Sessenta por cento do projeto está pronto, mas a crise é uma grande ameaça e provoca incerteza

Ritmo reduzido provoca queda na receita de Itaboraí

Apesar da crise gerada pelo escândalo da Petrobras, que acabou por reduzir o ritmo da construção do Complexo Petroquímico do Rio de Janeiro, devido ao envolvimento das empreiteiras em casos de corrupção, as obras não irão parar. Pelo menos foi isso que o governador Luiz Fernando Pezão ouviu da presidente da estatal, Maria das Graças Foster. Com 60% do projeto concluído, o Comperj está custando muito mais caro do que o previsto e a desaceleração abala a estrutura financeira do município de Itaboraí, que já perdeu parte da receita proveniente do Imposto Sobre Serviço (ISS).

De acordo com estimativa da Secretaria Municipal de Fazenda, as empresas que atuam nas obras do Comperj pagam R$ 18 milhões por mês de ISS e essa arrecadação deve cair para a metade ainda nesse primeiro trimestre, causando um déficit de R$ 9 milhões mensais. A perda poderá ser ainda maior, pois a crise está provocando uma quebradeira no entorno do Comperj.

Se a Prefeitura está preocupada, o comércio está muito mais, principalmente os pequenos pontos nos arredores do empreendimento. Muitos deles já fecharam as portas e outros não deverão resistir por muito tempo. Envolvido na luta pela reversão da crise em torno das obras do complexo petroquímico, o secretário estadual de Desenvolvimento Econômico do Rio, Julio Bueno, acredita que a situação será revertida. O secretário tem se reunido com frequência com a direção da Petrobras, para que a estatal retome os investimentos.

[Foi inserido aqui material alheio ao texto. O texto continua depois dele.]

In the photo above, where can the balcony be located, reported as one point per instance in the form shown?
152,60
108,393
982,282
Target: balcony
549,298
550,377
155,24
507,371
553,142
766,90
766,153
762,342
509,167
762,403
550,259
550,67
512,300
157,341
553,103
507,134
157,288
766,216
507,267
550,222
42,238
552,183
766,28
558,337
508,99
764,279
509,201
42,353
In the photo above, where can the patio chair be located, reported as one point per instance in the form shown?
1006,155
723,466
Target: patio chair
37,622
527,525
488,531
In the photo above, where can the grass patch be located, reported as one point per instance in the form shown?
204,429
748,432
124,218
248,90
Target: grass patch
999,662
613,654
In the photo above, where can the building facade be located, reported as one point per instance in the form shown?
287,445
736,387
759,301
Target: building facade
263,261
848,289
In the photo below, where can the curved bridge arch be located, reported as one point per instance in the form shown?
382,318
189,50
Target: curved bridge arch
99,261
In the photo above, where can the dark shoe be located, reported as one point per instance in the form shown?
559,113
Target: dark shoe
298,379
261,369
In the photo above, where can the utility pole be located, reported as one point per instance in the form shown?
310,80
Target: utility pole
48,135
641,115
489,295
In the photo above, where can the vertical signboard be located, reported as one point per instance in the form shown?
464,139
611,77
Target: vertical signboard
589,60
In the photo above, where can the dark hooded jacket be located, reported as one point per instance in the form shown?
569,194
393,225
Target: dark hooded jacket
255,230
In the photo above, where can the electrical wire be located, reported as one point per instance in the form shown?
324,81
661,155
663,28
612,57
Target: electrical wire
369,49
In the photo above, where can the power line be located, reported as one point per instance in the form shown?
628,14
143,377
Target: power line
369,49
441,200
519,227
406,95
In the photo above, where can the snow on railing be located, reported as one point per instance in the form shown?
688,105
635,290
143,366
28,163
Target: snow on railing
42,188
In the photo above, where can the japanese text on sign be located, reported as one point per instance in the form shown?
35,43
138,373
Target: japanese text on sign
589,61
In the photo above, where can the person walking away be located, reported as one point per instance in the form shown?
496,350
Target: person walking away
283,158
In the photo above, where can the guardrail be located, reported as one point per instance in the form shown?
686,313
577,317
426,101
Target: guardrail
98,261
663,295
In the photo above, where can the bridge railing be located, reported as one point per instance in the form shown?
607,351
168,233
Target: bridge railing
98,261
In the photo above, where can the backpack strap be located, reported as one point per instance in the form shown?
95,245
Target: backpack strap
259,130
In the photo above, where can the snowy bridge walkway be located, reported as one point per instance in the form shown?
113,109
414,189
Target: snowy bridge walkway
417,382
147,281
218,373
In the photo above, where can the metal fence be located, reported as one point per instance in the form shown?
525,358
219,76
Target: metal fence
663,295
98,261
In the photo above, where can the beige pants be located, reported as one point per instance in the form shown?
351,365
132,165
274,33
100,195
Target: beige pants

O clima é de temor no município desde que o Tribunal de Contas da União (TCU) anunciou em dezembro que poderia suspender os pagamentos de contratos no total de R$ 3,8 bilhões relativos às obras do complexo, que estavam sob a gestão do ex-diretor da Petrobras Paulo Roberto Costa, principal personagem do escândalo de corrupção.

Comentários:

  1. As obras do Comperj já há dois anos estão em ritmo bem lento.Agora, com as restrições da Petrobras às empreiteiras, resultado de denúncia ao MPF, não são promissoras as expectativas.Vamos aguardar porque nada até agora enseja otimismo, diante do quadro da economia nacional.